A poor-boy basket is basically a short piece of casing with fingers on the bottom that swallow the fish and close below it, making a successful recovery.
The layout and design of the fingers is very important to the operation of the tool and successful recovery of the fish. I have built these for years and pretty well have it down, so I thought I’d share with you how to lay out the leaves on a poor-boy basket for your best chance of recovery.
- Get a piece of casing that is as big as you think you can get in the hole. For instance, if you have a 10¾-inch hole, a piece of 8- or 9-inch casing will do fine. In a 6¼-inch hole, 4½-inch casing works well.
- Adapt it to your drill pipe or collars on top. Crossovers, a swedge or welding are commonly used methods.

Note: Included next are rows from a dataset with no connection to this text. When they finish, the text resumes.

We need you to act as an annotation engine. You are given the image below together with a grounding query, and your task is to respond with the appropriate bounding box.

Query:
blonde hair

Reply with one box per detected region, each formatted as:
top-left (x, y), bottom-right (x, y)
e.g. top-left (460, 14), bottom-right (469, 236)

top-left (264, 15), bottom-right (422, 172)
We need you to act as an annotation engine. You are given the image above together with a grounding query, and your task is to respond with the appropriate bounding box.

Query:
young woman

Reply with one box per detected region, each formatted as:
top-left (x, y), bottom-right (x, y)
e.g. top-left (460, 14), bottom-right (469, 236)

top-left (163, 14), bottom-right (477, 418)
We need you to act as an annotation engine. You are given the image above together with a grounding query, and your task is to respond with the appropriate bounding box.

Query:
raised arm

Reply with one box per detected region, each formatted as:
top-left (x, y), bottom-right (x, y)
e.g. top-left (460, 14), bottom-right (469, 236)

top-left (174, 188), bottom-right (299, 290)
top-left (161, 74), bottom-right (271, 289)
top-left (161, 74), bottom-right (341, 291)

- On the bottom, lay out the leaves for the basket, using the drawing on this page as a guide. Be as accurate as you can, it makes a difference.
As I said, the diameter will be about as big as you think you can get into the hole. Measure the diameter of that casing, and make the basket about 25 percent longer than that number. It tapers into kind of a bullet shape. At one-third the length of the basket, it should taper to seven-eighths of the original diameter. At two-thirds the length of the basket, it should taper to one half of the original diameter. Cut the leaves so that they tend to close on right-hand rotation.

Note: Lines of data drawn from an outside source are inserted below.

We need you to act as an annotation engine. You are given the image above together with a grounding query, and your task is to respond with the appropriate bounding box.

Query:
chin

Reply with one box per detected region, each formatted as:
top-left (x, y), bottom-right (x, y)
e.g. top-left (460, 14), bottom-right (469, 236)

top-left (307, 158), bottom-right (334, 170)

Once you’ve built your basket, here is the running procedure:
- Go in the hole at moderate speed, watching for ledges or doglegs. The basket is a delicate tool, and you need it intact when you get to the bottom.
- When approaching bottom, engage the pump, and note strokes and pressure.
- Slowly lower the tool without rotation until contact is made.
- Pick up a few inches and start moderate rotation. For smaller sizes, rotate about 50-80 rpm. For a larger basket, try about 20-40 rpm.
- Very slowly lower the string to drill over the fish. You should not see any weight loss on the indicator. The best way is to time drill. Lower the pipe about ½ inch every minute or two. Watch your pump pressure and torque.
- If you are in soft formation, you will core into the formation, trapping the fish in the basket. In this case, you will see an increase in pump pressure when the leaves have passed the bottom of the hole, and torque will increase.
- If you are in hard formation, the basket will not core much, but will close below the fish. Torque will go down.
- At this point, while still rotating, significantly increase the weight on the string, while watching your torque. This will close the leaves below the fish, and break any core you have cut.
- Come out of the hole at moderate speed, and lay down the tool and the fish.